Lined with busy shops bearing Korean-language signs, Palisades Park's Broad Avenue is the "epicenter of life in Korean New Jersey," according to food blog Serious Eats. Nestled on this bustling strip is Hanbat Restaurant, the sister location of the Michelin-recommended Manhattan eatery of the same name. Hanbat's menu reveals its chefs' commitment to traditional Korean cuisine: iconic ingredients like kimchi and L.A. kalbi or marinated beef short ribs help chefs add their distinctive flavors to select dishes, and the barbecue section spotlights everything from grilled brisket to duck. The dishes' presentation also adds to this deeply rooted sense of authenticity: in addition to serving rice in hot stone bowls, chefs also stir-fry a couple of entrees tableside, incorporating pork belly, vegetables, and a choice of seafood into the mix.
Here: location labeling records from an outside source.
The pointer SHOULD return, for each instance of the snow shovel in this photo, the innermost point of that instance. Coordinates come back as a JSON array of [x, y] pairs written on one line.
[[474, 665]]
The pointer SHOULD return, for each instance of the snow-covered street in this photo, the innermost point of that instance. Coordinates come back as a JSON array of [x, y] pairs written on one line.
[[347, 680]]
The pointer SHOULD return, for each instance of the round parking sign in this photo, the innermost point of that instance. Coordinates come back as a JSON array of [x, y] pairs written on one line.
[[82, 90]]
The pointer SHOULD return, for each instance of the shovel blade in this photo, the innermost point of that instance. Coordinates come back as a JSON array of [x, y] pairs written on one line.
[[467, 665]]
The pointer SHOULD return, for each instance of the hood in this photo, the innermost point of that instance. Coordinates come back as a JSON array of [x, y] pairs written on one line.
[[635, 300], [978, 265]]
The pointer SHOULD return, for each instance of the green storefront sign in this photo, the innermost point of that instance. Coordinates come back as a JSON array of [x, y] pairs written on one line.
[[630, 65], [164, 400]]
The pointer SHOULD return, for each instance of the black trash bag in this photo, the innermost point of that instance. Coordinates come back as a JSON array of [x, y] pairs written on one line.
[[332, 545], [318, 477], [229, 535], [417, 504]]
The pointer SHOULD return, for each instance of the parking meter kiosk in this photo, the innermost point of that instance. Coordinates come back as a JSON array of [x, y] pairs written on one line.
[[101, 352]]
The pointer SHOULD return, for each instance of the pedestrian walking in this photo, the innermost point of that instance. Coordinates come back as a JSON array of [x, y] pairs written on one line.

With more than two decades of experience peddling authentic Korean cuisine, the culinary whizzes at Gam Mee Ok ladle out a cornucopia of tempting appetizers, traditional beef entrees, and exotic liquors squeezed from rice. An appetizer of freshly steamed dumplings or flaky seafood pancakes commences duos' chew-a-thons and are intended to be split between two people, much like the responsibility of rearing a perforated child, before guests receive two shareable entrees. Grilled beef short ribs come backed by special soy sauce in the wang galbi, and the japchae showcases sautéed beef tossed with glass or sweet-potato noodles and soaked in soy cream. Bibimbap, a mix of shredded beef and vegetables over rice, comes in a sizzling stone bowl (dolsot bibimbap) or au natural. As they dine, twosomes can sip on exotic spirits such as bottles of Korean rice wine, sake, vodka-like soju, or liquefied poltergeists.
Chom Chom's chefs serve up authentic Korean entrees, sushi rolls, and shareable Korean small plates, or kapas, in a chic, modern restaurant. Nimble fingers stuff homemade dumplings, and a stone bowl of dolsot bibimbap arrives to the table crowned with a fried egg. The 5,000-square-foot eatery rambles over two floors and seats 120 diners, whose optic appetites are sated by walls bedecked with yellow horizontal light fixtures and backlit cross-sections of tofu tree. Signature cocktails flood martini glasses with flavors such as green tea, lychee, and traditional soju as wooden spoons and chopsticks at each place setting lie in wait of post-meal stilt races.
Korean Express’s ensemble of chefs sears traditional eats on hot stones, filling the shop with a piquant bouquet of steam. In the bustling kitchen, fingers fly as they prepare a variety of time-honored dishes such as hot-stone bibimbap and savory seaweed rice rolls that only respond to questions when addressed by their Korean name, kimbap. Proof of the kitchen’s dedication to the region's culinary traditions is evident in the use of established ingredients including sweet-potato noodles, kimchi, and handmade boiled dumplings that don't require a chopsticks-to-fork converter.